UN Expert Urges Eritrea for Decisive Human Rights Improvements


The situation of human rights in Eritrea remains dire, a UN expert warned today.

In his fourth report to the Human Rights Council, the UN Special Rapporteur on the situation of human rights in Eritrea, Mohamed Babiker, pointed to the continued use of arbitrary and incommunicado detention, ongoing enforced disappearances, indefinite military or national service that amounts to forced labour and is linked to torture, and the systemic repression of fundamental freedoms in the country.

Babiker expressed deep concern that patterns of grave human rights violations identified by himself and his predecessors, as well as the Commission of Inquiry on Eritrea, persist unabated.
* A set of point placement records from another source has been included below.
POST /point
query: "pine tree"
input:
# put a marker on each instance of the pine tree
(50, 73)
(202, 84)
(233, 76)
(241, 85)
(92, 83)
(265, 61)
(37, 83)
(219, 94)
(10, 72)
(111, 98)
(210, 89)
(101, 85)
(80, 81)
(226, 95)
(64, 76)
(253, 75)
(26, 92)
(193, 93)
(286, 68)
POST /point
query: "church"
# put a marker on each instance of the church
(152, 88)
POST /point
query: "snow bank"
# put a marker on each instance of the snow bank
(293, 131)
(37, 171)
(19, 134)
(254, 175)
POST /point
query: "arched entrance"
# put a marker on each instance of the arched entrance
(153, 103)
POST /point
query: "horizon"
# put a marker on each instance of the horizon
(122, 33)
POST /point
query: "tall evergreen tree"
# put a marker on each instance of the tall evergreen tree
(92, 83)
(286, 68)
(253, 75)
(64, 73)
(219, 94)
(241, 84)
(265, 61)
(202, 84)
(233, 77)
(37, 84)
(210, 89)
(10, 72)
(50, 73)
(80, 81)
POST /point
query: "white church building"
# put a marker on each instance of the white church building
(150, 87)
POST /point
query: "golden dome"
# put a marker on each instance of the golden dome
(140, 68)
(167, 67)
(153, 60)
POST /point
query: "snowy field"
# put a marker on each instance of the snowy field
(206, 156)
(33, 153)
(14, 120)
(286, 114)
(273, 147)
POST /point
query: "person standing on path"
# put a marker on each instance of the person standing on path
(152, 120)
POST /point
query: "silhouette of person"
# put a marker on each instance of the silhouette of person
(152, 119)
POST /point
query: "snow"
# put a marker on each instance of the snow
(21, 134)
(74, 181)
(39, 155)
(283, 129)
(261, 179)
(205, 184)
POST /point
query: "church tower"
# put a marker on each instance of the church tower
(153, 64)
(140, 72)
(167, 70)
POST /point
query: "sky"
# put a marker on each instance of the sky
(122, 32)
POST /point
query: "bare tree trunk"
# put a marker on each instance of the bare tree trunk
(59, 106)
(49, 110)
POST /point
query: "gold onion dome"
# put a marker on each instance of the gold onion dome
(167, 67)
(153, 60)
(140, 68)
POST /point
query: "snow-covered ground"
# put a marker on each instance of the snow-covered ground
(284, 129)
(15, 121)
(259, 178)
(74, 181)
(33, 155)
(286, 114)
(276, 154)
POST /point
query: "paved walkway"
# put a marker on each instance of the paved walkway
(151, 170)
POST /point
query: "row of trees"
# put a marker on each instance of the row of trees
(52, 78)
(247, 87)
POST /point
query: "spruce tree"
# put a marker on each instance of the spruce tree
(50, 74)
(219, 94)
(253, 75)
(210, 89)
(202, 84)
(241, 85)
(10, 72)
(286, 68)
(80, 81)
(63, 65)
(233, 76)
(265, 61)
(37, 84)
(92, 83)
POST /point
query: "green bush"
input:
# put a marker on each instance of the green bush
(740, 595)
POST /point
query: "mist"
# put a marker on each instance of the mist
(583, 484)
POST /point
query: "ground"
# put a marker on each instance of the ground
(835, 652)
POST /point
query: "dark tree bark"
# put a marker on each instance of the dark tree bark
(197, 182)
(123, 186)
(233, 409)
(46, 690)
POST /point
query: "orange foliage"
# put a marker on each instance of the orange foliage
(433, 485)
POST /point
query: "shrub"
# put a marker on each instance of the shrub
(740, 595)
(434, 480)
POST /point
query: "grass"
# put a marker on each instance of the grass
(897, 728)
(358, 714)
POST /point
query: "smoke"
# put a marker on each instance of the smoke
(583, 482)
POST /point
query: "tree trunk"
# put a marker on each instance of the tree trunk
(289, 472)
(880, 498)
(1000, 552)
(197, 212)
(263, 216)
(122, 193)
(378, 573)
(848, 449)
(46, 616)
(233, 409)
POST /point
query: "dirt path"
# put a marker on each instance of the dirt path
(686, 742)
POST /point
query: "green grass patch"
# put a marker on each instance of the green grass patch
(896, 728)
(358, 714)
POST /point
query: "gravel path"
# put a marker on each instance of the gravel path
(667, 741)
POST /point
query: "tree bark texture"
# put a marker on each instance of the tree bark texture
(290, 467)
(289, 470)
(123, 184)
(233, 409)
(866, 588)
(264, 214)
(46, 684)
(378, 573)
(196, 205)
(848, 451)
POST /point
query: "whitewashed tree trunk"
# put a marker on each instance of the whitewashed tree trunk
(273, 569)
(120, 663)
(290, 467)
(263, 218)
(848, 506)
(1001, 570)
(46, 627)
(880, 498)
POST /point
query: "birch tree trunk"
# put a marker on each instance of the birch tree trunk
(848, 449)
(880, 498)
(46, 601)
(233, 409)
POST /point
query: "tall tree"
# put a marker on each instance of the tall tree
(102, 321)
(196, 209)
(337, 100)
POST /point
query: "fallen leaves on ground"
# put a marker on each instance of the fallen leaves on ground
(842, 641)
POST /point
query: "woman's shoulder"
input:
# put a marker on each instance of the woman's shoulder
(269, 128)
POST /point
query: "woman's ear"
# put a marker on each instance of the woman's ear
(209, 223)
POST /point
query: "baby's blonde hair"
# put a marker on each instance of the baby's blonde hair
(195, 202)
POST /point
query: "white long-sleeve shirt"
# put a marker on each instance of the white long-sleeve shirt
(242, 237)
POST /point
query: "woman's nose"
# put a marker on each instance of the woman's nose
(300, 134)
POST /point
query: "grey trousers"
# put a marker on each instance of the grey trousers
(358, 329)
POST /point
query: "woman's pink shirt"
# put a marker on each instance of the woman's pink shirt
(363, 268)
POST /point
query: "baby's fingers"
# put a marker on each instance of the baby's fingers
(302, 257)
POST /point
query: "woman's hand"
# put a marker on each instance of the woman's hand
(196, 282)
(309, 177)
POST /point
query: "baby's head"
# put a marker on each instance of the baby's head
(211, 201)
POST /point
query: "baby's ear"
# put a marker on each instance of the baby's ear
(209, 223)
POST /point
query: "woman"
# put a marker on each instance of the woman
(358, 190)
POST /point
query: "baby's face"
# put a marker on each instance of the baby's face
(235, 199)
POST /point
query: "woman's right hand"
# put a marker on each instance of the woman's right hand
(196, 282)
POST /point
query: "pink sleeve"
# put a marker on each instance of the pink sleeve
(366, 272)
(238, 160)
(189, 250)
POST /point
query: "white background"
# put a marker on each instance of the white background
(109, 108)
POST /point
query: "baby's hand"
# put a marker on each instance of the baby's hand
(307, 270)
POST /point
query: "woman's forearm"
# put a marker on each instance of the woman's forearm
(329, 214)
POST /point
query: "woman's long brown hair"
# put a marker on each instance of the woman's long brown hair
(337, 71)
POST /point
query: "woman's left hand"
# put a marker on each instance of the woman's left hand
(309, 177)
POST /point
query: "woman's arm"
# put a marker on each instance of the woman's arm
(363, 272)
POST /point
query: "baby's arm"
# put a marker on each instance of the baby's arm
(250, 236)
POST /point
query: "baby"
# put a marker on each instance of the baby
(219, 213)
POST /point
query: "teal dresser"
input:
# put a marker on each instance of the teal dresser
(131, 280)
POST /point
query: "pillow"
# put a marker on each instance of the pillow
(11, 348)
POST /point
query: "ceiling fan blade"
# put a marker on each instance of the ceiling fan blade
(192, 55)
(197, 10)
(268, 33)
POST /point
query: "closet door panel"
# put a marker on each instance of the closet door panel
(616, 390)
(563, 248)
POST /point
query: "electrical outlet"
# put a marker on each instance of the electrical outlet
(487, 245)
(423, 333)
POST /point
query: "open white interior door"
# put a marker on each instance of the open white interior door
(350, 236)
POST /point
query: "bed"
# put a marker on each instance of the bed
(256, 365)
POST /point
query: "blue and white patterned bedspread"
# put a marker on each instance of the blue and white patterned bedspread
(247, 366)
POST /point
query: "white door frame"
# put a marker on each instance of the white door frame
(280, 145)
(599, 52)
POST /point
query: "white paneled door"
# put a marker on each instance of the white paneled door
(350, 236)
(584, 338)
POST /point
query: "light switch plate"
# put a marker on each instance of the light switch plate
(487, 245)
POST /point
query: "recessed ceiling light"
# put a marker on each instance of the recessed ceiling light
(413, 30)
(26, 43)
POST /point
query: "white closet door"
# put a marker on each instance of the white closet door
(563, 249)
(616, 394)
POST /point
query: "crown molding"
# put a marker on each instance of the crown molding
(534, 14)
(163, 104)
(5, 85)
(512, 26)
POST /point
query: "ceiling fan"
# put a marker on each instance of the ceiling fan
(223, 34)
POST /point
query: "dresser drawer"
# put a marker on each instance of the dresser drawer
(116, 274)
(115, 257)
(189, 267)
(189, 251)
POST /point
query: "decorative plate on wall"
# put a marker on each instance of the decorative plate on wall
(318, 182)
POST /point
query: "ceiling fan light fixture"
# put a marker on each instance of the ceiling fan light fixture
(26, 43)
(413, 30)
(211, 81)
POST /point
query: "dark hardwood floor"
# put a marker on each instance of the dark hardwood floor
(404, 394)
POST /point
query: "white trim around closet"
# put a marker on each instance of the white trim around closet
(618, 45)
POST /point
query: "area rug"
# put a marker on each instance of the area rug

"The authorities of Eritrea have shown little willingness to address ongoing violations. They maintain policies and practices that perpetuate the human rights crisis in the country," he said. "If these persistent violations are not addressed, including by ensuring redress for victims, the cycle of suffering and repression will continue, stifling Eritrea's potential for peace and development."

The Special Rapporteur pointed to evolving patterns of transnational repression, noting increased efforts by the Eritrean authorities to supress critical voices and counter the work of activists, journalists, and human rights defenders in the diaspora through violence, intimidation, threats, surveillance, social isolation, and the refusal of consular services. "An escalation of violence and polarisation in the diaspora, is hurting Eritrean communities and society at large," Babiker said.

He also expressed concern about the situation of Eritrean refugees and asylum-seekers and called on States to exercise solidarity and ensure their protection.

Babiker reported that Eritrean forces remain present and continue to be involved in the commission of human rights violations in parts of the Tigray region of Ethiopia. He called on Ethiopia and Eritrea to respect the terms of the 2002 decision of the Eritrea-Ethiopia Boundary Commission and ensure the rights of residents and original peoples from contested areas.

The Special Rapporteur called on the international community to maintain scrutiny of Eritrea. "The international community must not forsake Eritrean victims of human rights violations. A brighter future for Eritrea hinges on ensuring justice for victims, this requires sustained international pressure to hold perpetrators accountable."

Babiker urged the Eritrean government to take immediate action to improve its human rights record: "By taking meaningful steps towards reform, Eritrea can pave the way for a society where human rights are respected, and every individual can thrive."